So I was thrilled to come across a Val McDermid volume as soon as we arrived at the accommodation, on the outskirts of Carmen del Puerto. It included two novels, called 'Crack Down' and 'Star Struck'. Even her single novels resemble half-bricks, so this was particulary good value at my favourite price : completely free. The battered cover had a printed sticker advertising The Bookswop, a venue I noticed later at the start of the 'Strip' , a line of shops and restaurants stretching for miles beside the 'playa grande'. Somebody had left the book on the snooker table in the Salon del Juegos. Readers, I lifted it.

The Goldsmiths talk was called 'Investing in the Creative Industries'. Industry makes me think of factories and it wasn't until I got home and did some research that I even found out what they are. There were some defininitions in Wikipedia, referring to things like the music business, films and other performance art. Funding issues are not ones I've thought much about, although they're mentioned enough, with bitterness, by Fringe directors. I don't know why I offered to write it . Maybe it was because the editor of the alumnus magazine was a particularly pleasant member of the Goldsmiths writing course. It was badly written, so I'm hoping it hides in a corner.

I did keep manage to fill a small excercise books with descriptions of Puerto del Carmen, suprisingly quiet and scenic, quite unlike the Costa del Sol. I always feel a bit dazed and disorientated in hot and sunny places, and the sense of lassitude is increased partly because I have to suit my pace to Roy's.
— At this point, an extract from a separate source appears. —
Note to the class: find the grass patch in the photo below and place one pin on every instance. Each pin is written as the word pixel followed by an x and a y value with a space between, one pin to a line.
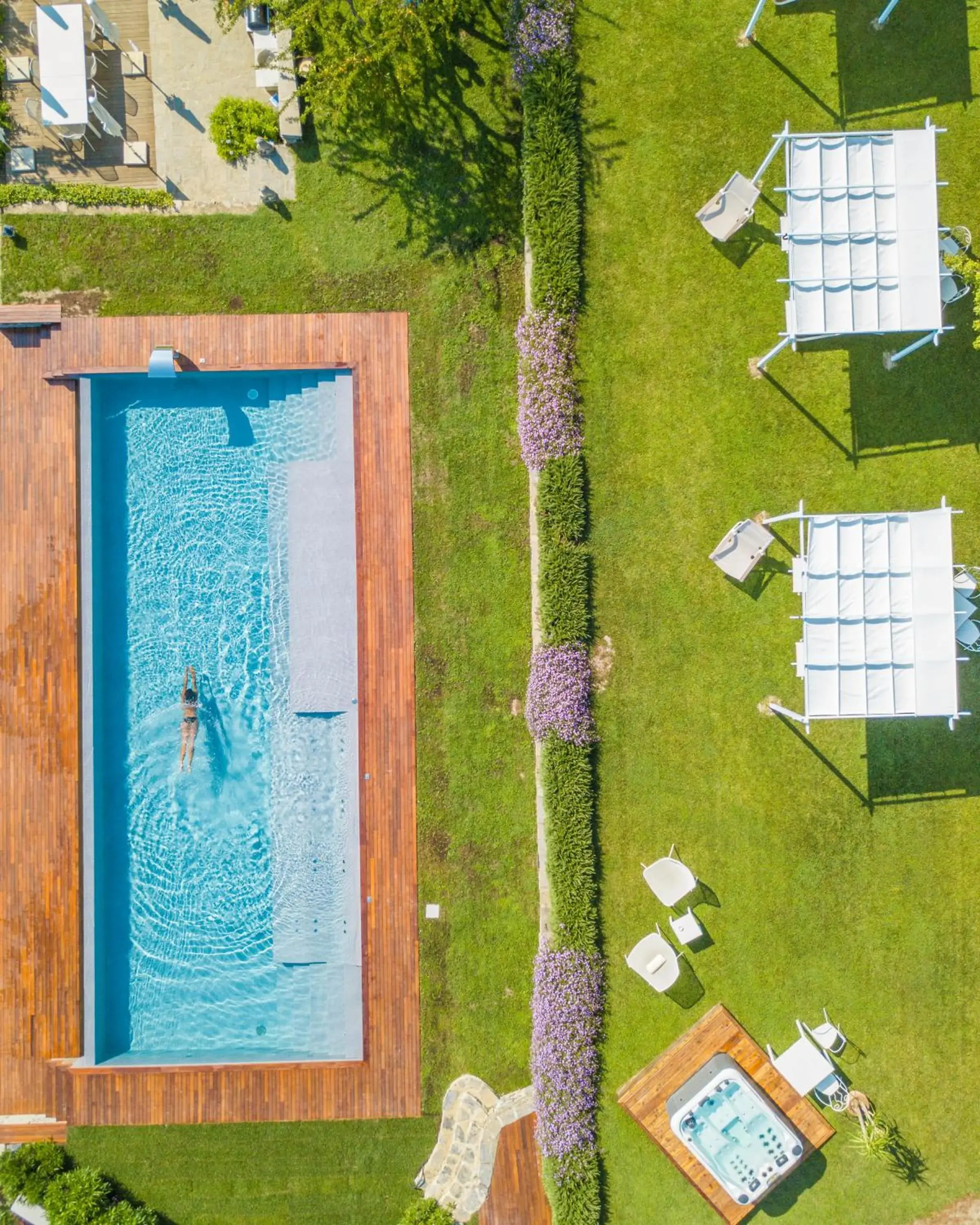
pixel 825 898
pixel 250 1173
He exaggerates when he says I'm normally like a whirlwind - it seems to me I spend hours cooped up in my study at home, but I dash around the flat in between times, getting ready to go out. His own life is so regular: long slow breakfasting, a walk to Greenwich or Blackheath for 2-3 hours in cafes reading bridge books, then a session of actual play at one or another club in the afternoon. He meets up with an ex-BT colleague on Wednesdays, always in the same cafe near the RA, to go to a film or an exhibition. Once a month there's another crony, an ex bridge partner, who comes up from Epsom and they sit in the National Theatre foyer and chat. It would drive me mad. No wonder I am short-tempered after a few days of adapting my pace to his. It's what the Chinese call 'Growing old hand in hand together'.
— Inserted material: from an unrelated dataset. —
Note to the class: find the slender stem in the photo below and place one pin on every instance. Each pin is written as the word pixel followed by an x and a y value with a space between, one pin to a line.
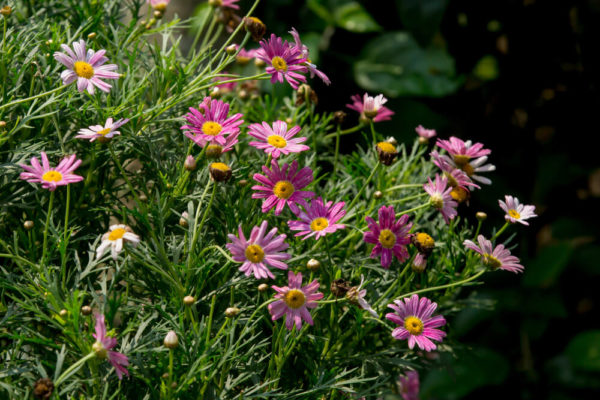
pixel 45 245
Every day we walked down to the port to drink coffee overlooking the slipway of the tiny harbour. We read and I watched and photographed the wading birds and one or two fishermen on the rocks below. They seem to catch a lot of fish. A heron-like bird was identifed in an email from daughter Catherine as one of two types of egret. It was much more active than a heron - stalking about in the shallows and sticking its neck out at an odd angle to bring its head parallel with the water surface when it spotted a fish.